WEEI sent me to Pawtucket, RI, Sunday to cover Bobby Jenks’s second rehab appearance with the AAA Red Sox. You can read the results here. But since I was going to be at McCoy Stadium anyway, the station wanted me to profile pitching prospect Kyle Weiland. Here are five things I learned about sports journalism on Sunday:
1) Do your homework. In many ways, I was not prepared for this trip. Yes, I knew who I wanted to talk to, but at no point did I bother to learn what Weiland, catcher Luis Exposito, manager Arnie Beyeler or pitching coach Rich Sauveur actually looked like. So I had to surreptitiously search for photos on my iPhone or ask other coaches (not players, that would look unprofessional) for help. I’m sure I’m not the first media member to look something up on a smart phone in the locker room, so I doubt I looked as ill-prepared as I felt. But still, this strikes me as something I should have realized ahead of time.

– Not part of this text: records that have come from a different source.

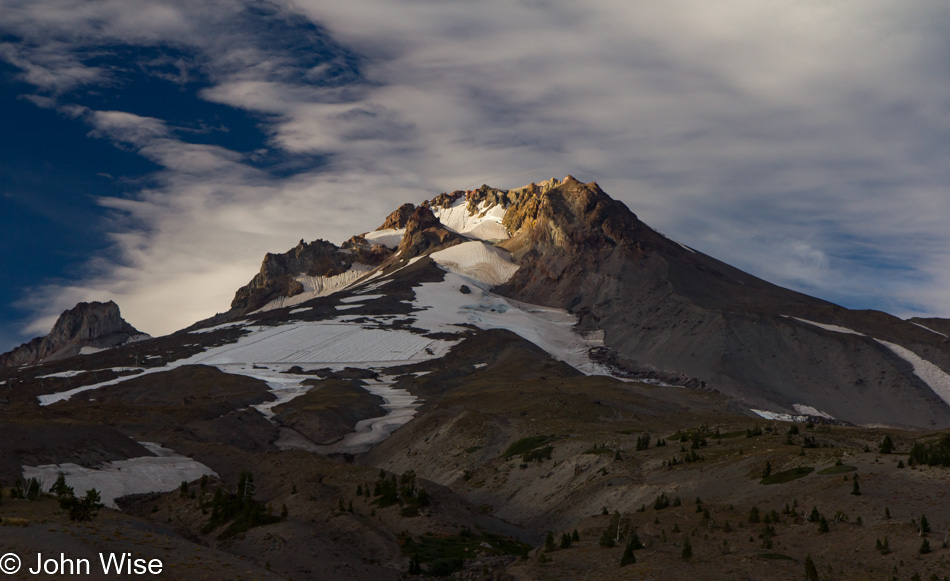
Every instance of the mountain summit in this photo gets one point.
(489, 366)
(665, 312)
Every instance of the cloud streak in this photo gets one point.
(803, 142)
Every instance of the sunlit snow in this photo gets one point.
(484, 224)
(479, 261)
(161, 473)
(389, 237)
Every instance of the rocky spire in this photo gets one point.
(95, 324)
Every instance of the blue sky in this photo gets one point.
(153, 151)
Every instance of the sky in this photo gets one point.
(153, 150)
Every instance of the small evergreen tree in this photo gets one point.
(628, 557)
(687, 553)
(32, 489)
(414, 567)
(549, 542)
(59, 488)
(886, 446)
(811, 571)
(754, 515)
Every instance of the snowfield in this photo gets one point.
(834, 328)
(161, 473)
(389, 237)
(928, 329)
(936, 378)
(486, 264)
(319, 286)
(484, 224)
(400, 407)
(444, 307)
(323, 342)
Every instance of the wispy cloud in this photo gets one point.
(805, 142)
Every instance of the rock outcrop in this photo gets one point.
(278, 275)
(424, 233)
(399, 218)
(93, 325)
(667, 309)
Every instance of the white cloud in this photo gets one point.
(805, 142)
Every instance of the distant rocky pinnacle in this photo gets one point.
(94, 325)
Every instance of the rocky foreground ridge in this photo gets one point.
(90, 326)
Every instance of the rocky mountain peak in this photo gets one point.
(398, 218)
(95, 325)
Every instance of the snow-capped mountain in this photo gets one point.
(434, 345)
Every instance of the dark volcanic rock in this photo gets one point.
(278, 271)
(399, 218)
(424, 233)
(670, 310)
(95, 324)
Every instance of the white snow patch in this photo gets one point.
(323, 342)
(807, 410)
(360, 298)
(400, 405)
(933, 376)
(484, 224)
(927, 328)
(74, 373)
(444, 308)
(827, 327)
(65, 395)
(389, 237)
(89, 350)
(319, 286)
(479, 261)
(161, 473)
(219, 327)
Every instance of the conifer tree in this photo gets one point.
(628, 557)
(811, 572)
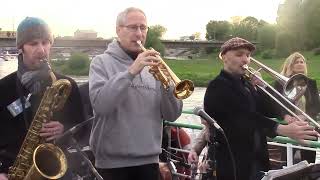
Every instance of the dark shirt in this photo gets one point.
(13, 129)
(241, 111)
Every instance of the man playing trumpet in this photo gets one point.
(129, 104)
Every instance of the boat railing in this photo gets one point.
(287, 142)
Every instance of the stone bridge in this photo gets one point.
(101, 43)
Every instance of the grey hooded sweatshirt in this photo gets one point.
(129, 110)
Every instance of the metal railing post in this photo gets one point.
(289, 155)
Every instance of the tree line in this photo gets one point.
(297, 29)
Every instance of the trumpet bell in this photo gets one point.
(183, 89)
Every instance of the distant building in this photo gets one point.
(7, 34)
(85, 34)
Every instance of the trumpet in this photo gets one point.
(163, 73)
(291, 89)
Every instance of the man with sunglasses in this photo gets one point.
(129, 104)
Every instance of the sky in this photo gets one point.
(181, 18)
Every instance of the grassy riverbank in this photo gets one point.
(202, 70)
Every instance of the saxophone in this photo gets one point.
(36, 159)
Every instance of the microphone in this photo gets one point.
(200, 112)
(74, 129)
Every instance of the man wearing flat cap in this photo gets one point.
(242, 111)
(22, 91)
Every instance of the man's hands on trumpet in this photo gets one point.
(299, 131)
(146, 58)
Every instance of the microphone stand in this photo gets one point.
(74, 142)
(84, 156)
(211, 172)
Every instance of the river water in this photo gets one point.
(196, 99)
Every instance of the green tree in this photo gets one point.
(284, 44)
(154, 36)
(290, 21)
(267, 36)
(311, 16)
(218, 30)
(247, 28)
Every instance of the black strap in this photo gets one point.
(23, 102)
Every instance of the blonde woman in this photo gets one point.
(309, 101)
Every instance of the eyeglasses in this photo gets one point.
(134, 28)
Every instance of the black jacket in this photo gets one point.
(13, 129)
(312, 98)
(239, 109)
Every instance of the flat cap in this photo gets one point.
(236, 43)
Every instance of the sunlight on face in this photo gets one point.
(133, 30)
(299, 66)
(235, 59)
(34, 51)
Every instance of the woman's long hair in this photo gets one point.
(289, 62)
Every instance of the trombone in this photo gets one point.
(182, 89)
(292, 90)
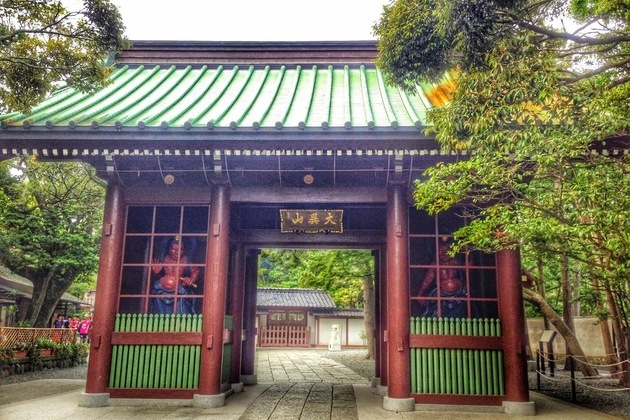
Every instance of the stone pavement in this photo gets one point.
(314, 389)
(302, 366)
(304, 401)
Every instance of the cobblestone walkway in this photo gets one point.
(302, 366)
(304, 401)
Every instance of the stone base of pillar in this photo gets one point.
(208, 401)
(520, 408)
(399, 404)
(249, 379)
(94, 400)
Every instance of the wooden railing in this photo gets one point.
(456, 356)
(284, 336)
(10, 336)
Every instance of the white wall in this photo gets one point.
(349, 332)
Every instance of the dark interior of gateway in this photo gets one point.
(468, 282)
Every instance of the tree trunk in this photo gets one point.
(40, 288)
(542, 290)
(567, 296)
(46, 294)
(368, 311)
(611, 357)
(570, 339)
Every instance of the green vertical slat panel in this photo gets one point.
(158, 354)
(454, 371)
(431, 329)
(133, 355)
(431, 371)
(425, 359)
(461, 373)
(477, 382)
(143, 367)
(197, 356)
(466, 358)
(180, 354)
(419, 367)
(129, 359)
(125, 354)
(170, 353)
(442, 373)
(187, 371)
(471, 371)
(121, 352)
(112, 365)
(501, 377)
(483, 369)
(447, 372)
(492, 362)
(412, 353)
(483, 331)
(465, 372)
(152, 326)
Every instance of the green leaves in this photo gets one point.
(535, 105)
(339, 272)
(43, 44)
(49, 227)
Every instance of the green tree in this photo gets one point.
(536, 105)
(347, 275)
(49, 228)
(42, 43)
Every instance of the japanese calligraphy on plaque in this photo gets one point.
(311, 221)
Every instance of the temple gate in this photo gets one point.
(210, 152)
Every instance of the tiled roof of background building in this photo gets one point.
(298, 298)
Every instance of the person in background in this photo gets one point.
(84, 328)
(74, 325)
(59, 322)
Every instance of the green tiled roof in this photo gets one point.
(236, 96)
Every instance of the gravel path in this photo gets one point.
(601, 394)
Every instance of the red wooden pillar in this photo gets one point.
(215, 287)
(248, 364)
(399, 382)
(238, 288)
(378, 308)
(107, 289)
(513, 319)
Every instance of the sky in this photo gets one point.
(250, 20)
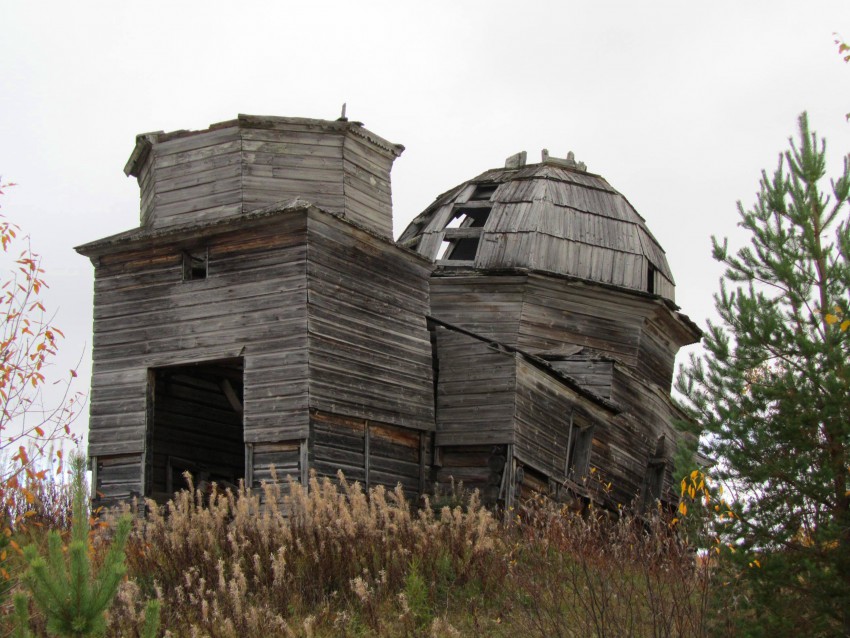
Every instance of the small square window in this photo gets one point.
(195, 264)
(579, 448)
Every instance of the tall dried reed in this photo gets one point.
(239, 564)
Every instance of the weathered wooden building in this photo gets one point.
(520, 332)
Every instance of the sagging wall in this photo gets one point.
(326, 319)
(502, 418)
(252, 304)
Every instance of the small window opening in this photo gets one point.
(195, 264)
(483, 192)
(581, 443)
(653, 482)
(464, 248)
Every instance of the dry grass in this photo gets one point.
(345, 563)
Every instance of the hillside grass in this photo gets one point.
(346, 563)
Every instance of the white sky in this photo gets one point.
(678, 105)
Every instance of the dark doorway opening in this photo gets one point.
(195, 426)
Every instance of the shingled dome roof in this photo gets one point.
(552, 217)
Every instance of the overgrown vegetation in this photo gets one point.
(771, 396)
(346, 563)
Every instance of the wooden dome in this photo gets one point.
(551, 217)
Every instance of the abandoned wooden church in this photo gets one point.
(520, 332)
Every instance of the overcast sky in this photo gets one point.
(678, 105)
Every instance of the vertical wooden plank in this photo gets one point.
(93, 468)
(366, 453)
(422, 452)
(569, 446)
(249, 465)
(303, 464)
(147, 453)
(509, 476)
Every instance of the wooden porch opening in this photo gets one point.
(194, 425)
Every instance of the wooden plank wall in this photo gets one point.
(284, 456)
(370, 349)
(543, 408)
(470, 467)
(368, 194)
(488, 305)
(657, 353)
(559, 313)
(193, 177)
(371, 453)
(594, 374)
(291, 160)
(475, 391)
(252, 304)
(252, 163)
(653, 414)
(117, 476)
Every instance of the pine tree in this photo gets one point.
(71, 597)
(771, 396)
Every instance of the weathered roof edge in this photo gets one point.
(465, 271)
(118, 240)
(145, 141)
(537, 362)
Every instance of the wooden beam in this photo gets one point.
(232, 398)
(303, 464)
(366, 452)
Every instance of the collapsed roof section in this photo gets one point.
(551, 217)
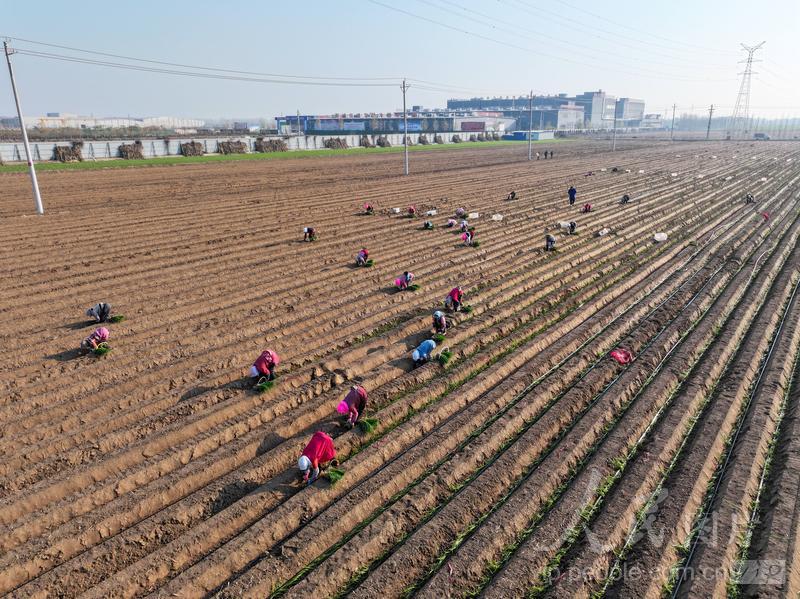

Interviewing Weiland, Exposito and the coaches went fine. I should have memorized the interview questions so that I wasn’t bouncing between the questions sheet and my notebook while trying to juggle a digital recorder and a mic (which felt as awkward as it sounds). More than that, I wish I had learned more about Weiland ahead of time, some kind of ice-breaker. I still think my interviewing skills are the least-developed part of my journalistic repertoire, and these interviews felt stiff. Too formal. Knowing something about musical preferences or favorite movies might have made it all flow more easily. Moral of the story: prepare extensively for interviews ahead of time.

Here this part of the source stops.